Hicks: Okay. The cultures that have become rich in the last two-hundred years beyond the normal standing point for humans for most of human history, what were they doing differently that hadn’t been done before? I mean, you mention the Industrial Revolution, but what were the components that were there?

Strong: A great question. And there are controversies in this. There is certainly a legal part and there is a cultural and intellectual part, but one thing that is becoming increasingly clear is that the legal structure is crucial. In particular, you need a secure and transferable property rights, you need rule of law, contract enforcement that is reliable and fair, and you need economic freedom, the freedom to create things. In my book I talk about this as the entrepreneur’s toolkit, where just as an artist can’t paint a painting if she doesn’t have a canvas and paints, so too an entrepreneur can’t create if they don’t know what they own, if they can’t exchange what they own if other entrepreneurs or other businesses and finally produce things freely for the market. So economic freedom, property rights, and rule of law are crucial. When you look at countries of economic freedom, every nation with economic freedom is wealthy; every nation without economic freedom is poor. It’s complicated, but in general as countries increase at levels of economic freedom they become wealthier. Hong Kong and Singapore are the two most economically free entities. For the last 50 years, they have been the fastest growing entities; they went from approximately African levels of poverty in the 1960s to now to the wealthiest sovereign entities on Earth. Hong Kong is not quite sovereign, but, still, has higher GDP per capita than Britain. They are both former British colonies.

Hicks: So, if you look at the continuing problem areas, the parts of the world that are still consistently poor, this then will indicate that the problem that needs to be dealt with is the economic freedom issue primarily including the legal component?
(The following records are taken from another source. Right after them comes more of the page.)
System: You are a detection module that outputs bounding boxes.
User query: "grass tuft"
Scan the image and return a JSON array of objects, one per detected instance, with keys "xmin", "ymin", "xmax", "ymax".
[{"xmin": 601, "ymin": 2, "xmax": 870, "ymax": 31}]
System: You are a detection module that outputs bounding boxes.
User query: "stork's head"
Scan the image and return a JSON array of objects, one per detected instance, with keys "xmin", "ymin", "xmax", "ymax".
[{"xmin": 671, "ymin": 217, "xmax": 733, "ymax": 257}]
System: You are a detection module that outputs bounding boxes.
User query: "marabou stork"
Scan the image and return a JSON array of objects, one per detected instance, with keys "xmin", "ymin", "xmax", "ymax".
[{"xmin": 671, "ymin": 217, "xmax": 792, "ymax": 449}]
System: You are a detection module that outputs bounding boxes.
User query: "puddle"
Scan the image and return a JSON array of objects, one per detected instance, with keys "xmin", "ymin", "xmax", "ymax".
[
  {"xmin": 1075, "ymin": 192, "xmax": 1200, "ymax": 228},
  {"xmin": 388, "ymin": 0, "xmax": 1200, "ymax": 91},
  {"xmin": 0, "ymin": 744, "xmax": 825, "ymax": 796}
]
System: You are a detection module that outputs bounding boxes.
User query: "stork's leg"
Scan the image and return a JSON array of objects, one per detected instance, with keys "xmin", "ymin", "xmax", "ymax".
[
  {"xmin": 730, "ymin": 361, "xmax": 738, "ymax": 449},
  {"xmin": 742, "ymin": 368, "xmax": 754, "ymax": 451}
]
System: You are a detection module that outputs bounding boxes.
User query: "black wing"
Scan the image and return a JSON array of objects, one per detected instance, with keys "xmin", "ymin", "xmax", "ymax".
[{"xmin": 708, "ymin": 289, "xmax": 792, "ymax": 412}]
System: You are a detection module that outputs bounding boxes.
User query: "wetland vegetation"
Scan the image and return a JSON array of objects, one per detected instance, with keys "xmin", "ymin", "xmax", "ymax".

Strong: Absolutely. Africa is the most over-regulated region on Earth. It is easier to open a legal business in Denmark than any African country. It’s easier to fire an employee in Denmark than in any African country. Now I just mentioned Denmark because lot of anti-capitalists think of Scandinavia as a socialist haven. What they don’t realize is that Scandinavia is more free-market than the developing world. That’s why regions like Africa are poorer. African entrepreneurs need to be liberated so that they can create legal businesses, create wealth and jobs, and thereby have Africa become as prosperous as the developed world is.

Hicks: You mentioned one anecdote about having documents notarized to make them legal if you want to start a legal business. How expensive, on average, is that for an American entrepreneur compared to, say, a Mexican entrepreneur?

Strong: That’s huge. Mexico has a problem. In general, Mexico is not nearly as free market as the U.S. One of the specific ways in which there are obstacles to legal business creation are the notary publics. In the U.S., most of us can get a document notarized for less than ten dollars, often for free. And if you want to create a legal business, then you need a notarized document. No big deal, we don’t even think about it. In Mexico, notaries charge between 500 to 1000 U.S. dollars. Many business documents that will be required to create a legal business there cost so much money that unless you are already at upper-middle class or wealth Mexican, you don’t stand a chance of creating legal business in Mexico. As a consequence, it’s easier for a poor and uneducated Mexican to cross the border illegally into the U.S., create a legal businesses here, become wealthy, and go back to Mexico. They just don’t have that opportunity in Mexico.

Hicks: Now, I am going to turn to your experience in Senegal. What was your entrepreneurial venture there?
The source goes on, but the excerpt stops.